Wednesday, August 12, 2009

more on motivation

When I started working at a new school once again two years ago (my 3rd school in 6 years), I was determined to build a solid reputation early through my actions. I wanted to be impressive from the get-go. I had a high level of respect in my previous two teaching positions, and that level of respect allowed me a great deal of freedom in the way I taught. Also, I had always been a head coach. When I took the job with my current school (Mason City), the only available basketball coaching position was that of freshman coach. While I was thankful for many aspects of my new job, the two things it lacked that I wanted were the freedom and respect I had gained in my other jobs and a head coaching position.

I went in with the attitude that if I could be impressive, eventually I could obtain these things. If I could make myself known as a talented, hard-working teacher and coach, my time would come. It seemed like a good idea. Looking back, this approach was dead wrong.

I realized this in church on Sunday morning this week. Part of our pastor's sermon included reference to Titus 2: 9-10: "Exhort bondservants to be obedient to their own masters, to be well pleasing in all things, not answering back, not pilfering, but showing all good fidelity, that they may adorn the doctrine of God our Savior in all things."

And there it is, in the section I've bolded. Paul is writing to Titus, a young leader, about what to tell to servants/slaves. He says to tell them to be impressive. Be honorable and dependable and one heck of a worker. But the motivation isn't so that they wouldn't get beaten or that they would be treated better. It wasn't so that they would get trusted with more or given their freedom. The message was to be impressive and honorable and dependable so that "they may adorn the doctrine of God our Savior in all things." Or in another translation: "so that in every way they will make known the teaching about God our Savior."

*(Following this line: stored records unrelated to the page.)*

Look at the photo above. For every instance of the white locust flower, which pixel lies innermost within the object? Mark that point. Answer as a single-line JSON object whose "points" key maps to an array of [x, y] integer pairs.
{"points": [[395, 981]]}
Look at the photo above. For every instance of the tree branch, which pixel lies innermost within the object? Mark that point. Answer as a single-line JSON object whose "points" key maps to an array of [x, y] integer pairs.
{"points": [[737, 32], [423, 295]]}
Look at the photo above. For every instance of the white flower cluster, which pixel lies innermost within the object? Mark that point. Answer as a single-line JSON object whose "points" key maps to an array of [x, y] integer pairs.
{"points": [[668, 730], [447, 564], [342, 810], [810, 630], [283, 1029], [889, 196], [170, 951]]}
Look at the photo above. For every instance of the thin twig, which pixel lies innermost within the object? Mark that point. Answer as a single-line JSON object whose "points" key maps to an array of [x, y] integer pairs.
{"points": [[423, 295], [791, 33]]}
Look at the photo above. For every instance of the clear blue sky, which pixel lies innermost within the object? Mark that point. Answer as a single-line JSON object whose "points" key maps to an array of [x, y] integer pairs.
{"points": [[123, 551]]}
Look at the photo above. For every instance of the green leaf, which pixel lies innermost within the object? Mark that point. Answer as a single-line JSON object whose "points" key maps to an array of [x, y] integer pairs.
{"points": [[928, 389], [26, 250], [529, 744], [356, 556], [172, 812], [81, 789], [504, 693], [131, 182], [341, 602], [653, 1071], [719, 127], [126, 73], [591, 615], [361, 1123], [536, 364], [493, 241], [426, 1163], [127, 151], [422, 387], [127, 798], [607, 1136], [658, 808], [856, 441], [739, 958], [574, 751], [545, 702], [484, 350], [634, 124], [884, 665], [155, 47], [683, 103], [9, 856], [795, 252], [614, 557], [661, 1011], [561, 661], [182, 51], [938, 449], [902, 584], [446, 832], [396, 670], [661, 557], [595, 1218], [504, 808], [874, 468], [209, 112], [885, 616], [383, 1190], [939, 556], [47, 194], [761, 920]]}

Getting rewarded for your work isn't bad. Look at the Old Testament Joseph and how important it was for his people that he be rewarded for his devotion as a servant. But if the reward is my motivation, my heart is in the wrong place. And so is my treasure.

I believe at this point I have some respect, a little bit of freedom, and no head coaching position. But I don't care quite as much about those anymore. This year, I seek to be impressive in all that I do so that I might adorn the doctrine of God in all things.